Dalam Islam, bencana bukan ajang cari panggung, bukan peluang bisnis, dan bukan konten monetisasi. Bencana adalah ladang amal, tempat iman diuji secara nyata.
Islam mengajarkan :
Haram mengambil keuntungan dari kesulitan orang lain.
Wajib mendahulukan keselamatan dan kebutuhan korban.
Tolong-menolong hanya dalam kebaikan dan takwa, bukan dosa dan keserakahan.
Rasulullah ﷺ bersabda:
“Barang siapa mempersulit orang yang sedang kesulitan, maka Allah akan mempersulit urusannya di dunia dan akhirat."
(HR. Muslim)
Solusi Islam tidak setengah-setengah, tapi menyeluruh:
- Ta’awun, tolong-menolong dalam kebaikan dan takwa, bukan dalam dosa dan kezaliman.
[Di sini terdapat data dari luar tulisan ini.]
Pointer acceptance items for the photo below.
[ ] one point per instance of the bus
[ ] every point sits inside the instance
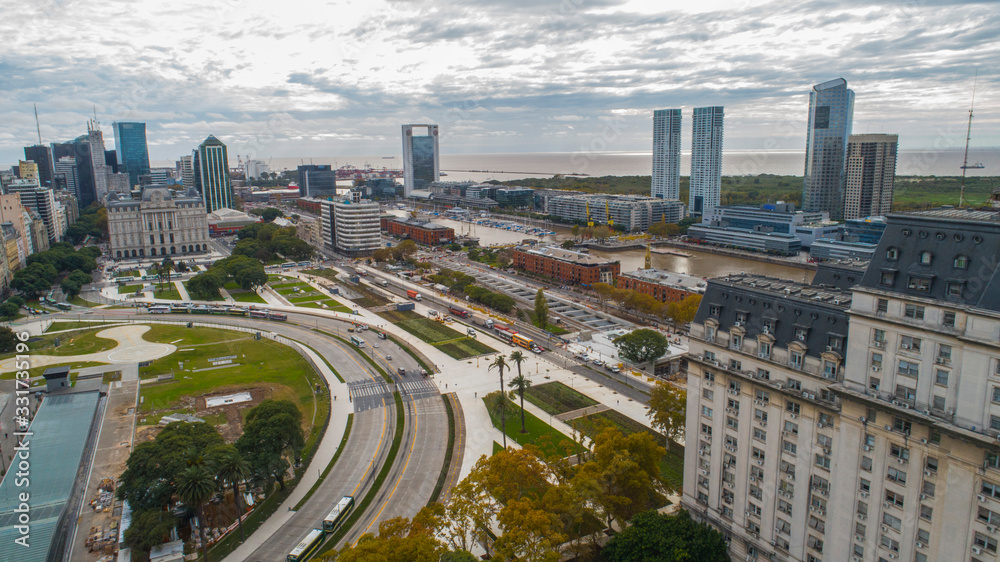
(526, 343)
(306, 547)
(338, 514)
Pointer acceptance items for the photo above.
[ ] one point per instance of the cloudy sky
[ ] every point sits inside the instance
(299, 78)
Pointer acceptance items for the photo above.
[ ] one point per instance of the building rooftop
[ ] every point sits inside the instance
(670, 278)
(562, 254)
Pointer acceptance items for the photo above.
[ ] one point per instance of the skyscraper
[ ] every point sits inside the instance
(831, 113)
(41, 155)
(871, 173)
(211, 174)
(667, 154)
(421, 159)
(706, 161)
(130, 144)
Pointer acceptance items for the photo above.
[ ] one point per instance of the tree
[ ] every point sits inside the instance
(195, 486)
(642, 345)
(667, 410)
(500, 364)
(670, 538)
(520, 383)
(541, 310)
(231, 469)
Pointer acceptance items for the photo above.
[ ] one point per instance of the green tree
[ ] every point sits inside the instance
(541, 310)
(520, 383)
(667, 410)
(668, 538)
(641, 345)
(500, 364)
(231, 469)
(195, 486)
- Niat lurus, membantu karena Allah, bukan karena kamera atau pencitraan.
- Amanah, dalam distribusi bantuan tanpa manipulasi dan politisasi.
- Menahan diri, tidak mengambil manfaat berlebihan dari penderitaan orang lain.
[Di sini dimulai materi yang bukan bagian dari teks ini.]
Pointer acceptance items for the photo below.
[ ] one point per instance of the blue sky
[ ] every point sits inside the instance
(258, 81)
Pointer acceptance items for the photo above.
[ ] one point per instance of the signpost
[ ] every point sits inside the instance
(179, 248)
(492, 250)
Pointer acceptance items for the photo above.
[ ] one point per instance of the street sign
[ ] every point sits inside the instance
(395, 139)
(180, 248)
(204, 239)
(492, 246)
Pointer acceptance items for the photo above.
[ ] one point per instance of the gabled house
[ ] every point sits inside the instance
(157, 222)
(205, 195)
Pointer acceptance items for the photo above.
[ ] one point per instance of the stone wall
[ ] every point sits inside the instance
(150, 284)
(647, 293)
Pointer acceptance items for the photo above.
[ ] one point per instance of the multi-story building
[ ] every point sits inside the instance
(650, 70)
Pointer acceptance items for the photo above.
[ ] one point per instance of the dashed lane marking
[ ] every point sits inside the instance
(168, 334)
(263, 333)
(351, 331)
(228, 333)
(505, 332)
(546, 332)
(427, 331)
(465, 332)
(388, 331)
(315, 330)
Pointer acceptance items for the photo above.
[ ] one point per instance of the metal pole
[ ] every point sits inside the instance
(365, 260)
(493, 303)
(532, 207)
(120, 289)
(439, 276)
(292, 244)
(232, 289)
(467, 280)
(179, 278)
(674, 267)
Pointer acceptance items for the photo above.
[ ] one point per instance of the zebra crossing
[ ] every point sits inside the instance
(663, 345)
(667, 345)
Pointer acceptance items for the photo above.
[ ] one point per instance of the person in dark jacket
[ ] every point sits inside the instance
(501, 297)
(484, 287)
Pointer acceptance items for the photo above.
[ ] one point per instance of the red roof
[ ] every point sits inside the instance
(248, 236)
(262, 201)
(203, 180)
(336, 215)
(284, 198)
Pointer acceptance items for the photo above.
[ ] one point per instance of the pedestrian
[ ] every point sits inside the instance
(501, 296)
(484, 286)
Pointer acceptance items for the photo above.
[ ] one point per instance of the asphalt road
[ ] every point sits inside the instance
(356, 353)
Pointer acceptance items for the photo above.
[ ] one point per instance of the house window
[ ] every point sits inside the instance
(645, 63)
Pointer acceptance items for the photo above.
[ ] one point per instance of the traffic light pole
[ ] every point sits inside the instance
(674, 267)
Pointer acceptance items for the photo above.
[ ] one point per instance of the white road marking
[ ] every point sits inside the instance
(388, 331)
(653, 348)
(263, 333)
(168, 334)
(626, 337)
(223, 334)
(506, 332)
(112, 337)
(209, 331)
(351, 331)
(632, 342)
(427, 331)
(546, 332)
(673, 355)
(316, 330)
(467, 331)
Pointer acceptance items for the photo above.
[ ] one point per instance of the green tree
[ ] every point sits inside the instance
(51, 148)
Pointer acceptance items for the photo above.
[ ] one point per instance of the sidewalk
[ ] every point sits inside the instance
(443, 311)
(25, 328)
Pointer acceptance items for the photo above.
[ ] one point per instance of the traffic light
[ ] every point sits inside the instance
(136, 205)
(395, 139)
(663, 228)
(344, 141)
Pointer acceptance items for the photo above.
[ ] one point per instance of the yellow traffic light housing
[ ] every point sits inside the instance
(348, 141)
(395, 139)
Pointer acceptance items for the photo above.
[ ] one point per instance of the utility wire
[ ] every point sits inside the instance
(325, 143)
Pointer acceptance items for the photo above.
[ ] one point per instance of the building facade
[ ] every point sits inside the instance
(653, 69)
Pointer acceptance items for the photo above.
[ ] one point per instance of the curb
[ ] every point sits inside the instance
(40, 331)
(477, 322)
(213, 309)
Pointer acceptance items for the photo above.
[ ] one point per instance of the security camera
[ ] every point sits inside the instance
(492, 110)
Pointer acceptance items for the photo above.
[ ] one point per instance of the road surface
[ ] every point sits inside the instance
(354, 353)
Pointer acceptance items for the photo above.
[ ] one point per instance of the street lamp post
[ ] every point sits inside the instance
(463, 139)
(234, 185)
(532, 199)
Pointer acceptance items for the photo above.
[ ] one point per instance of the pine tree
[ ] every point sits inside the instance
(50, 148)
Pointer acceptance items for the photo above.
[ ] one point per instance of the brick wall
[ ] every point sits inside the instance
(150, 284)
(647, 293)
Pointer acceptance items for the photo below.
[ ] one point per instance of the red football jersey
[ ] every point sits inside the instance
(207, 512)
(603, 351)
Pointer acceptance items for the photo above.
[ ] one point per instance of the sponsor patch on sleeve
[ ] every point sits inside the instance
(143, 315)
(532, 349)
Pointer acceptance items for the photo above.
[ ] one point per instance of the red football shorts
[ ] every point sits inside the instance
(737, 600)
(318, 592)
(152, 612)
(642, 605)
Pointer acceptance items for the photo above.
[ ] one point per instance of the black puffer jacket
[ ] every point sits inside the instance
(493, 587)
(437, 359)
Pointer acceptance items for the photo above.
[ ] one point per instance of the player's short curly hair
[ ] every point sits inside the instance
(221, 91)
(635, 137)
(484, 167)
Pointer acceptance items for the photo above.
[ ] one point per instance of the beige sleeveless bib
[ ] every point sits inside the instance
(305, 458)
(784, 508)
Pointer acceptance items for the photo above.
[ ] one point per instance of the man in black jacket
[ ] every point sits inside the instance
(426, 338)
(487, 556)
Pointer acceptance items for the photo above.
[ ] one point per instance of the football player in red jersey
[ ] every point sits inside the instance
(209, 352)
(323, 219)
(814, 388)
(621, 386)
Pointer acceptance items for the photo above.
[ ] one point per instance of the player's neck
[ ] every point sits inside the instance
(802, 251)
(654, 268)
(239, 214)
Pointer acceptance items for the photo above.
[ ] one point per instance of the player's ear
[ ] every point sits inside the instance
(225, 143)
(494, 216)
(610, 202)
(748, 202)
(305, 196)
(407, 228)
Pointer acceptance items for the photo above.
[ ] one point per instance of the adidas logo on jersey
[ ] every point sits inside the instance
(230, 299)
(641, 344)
Dalam Islam, menolong korban bukan soal siapa paling terlihat, tapi siapa paling ikhlas.
Keberkahan Tidak Pernah Lahir dari Air Mata
Sejarah Islam penuh dengan contoh bagaimana musibah dihadapi dengan solidaritas, bukan eksploitasi.
Umar bin Khattab r.a. pernah menolak kenyang ketika rakyatnya kelaparan. Para sahabat berlomba membantu, bukan berlomba terlihat membantu. Karena mereka paham bahwa rejeki yang berkah tidak pernah lahir dari penderitaan orang lain.
Islam tidak hanya bicara moral, tapi juga sistem nilai. Ketika Islam diterapkan secara menyeluruh, keserakahan ditekan, empati dijaga, dan musibah tidak berubah menjadi pasar dosa.
Masalah hari ini bukan kurangnya bantuan.
Masalahnya adalah hilangnya rasa takut kepada Allah dalam mengelola musibah
Kalau kamu masih punya nurani:
Suarakan kritik dengan adab dan keberanian.
Terus berisik di media sosial soal ketidakadilan dan eksploitasi korban.
Jangan biarkan lumpur bencana mengotori iman kita.
Karena pada akhirnya, bukan seberapa besar cuan yang kita raih,
tapi seberapa besar kemanusiaan dan iman yang kita pertahankan.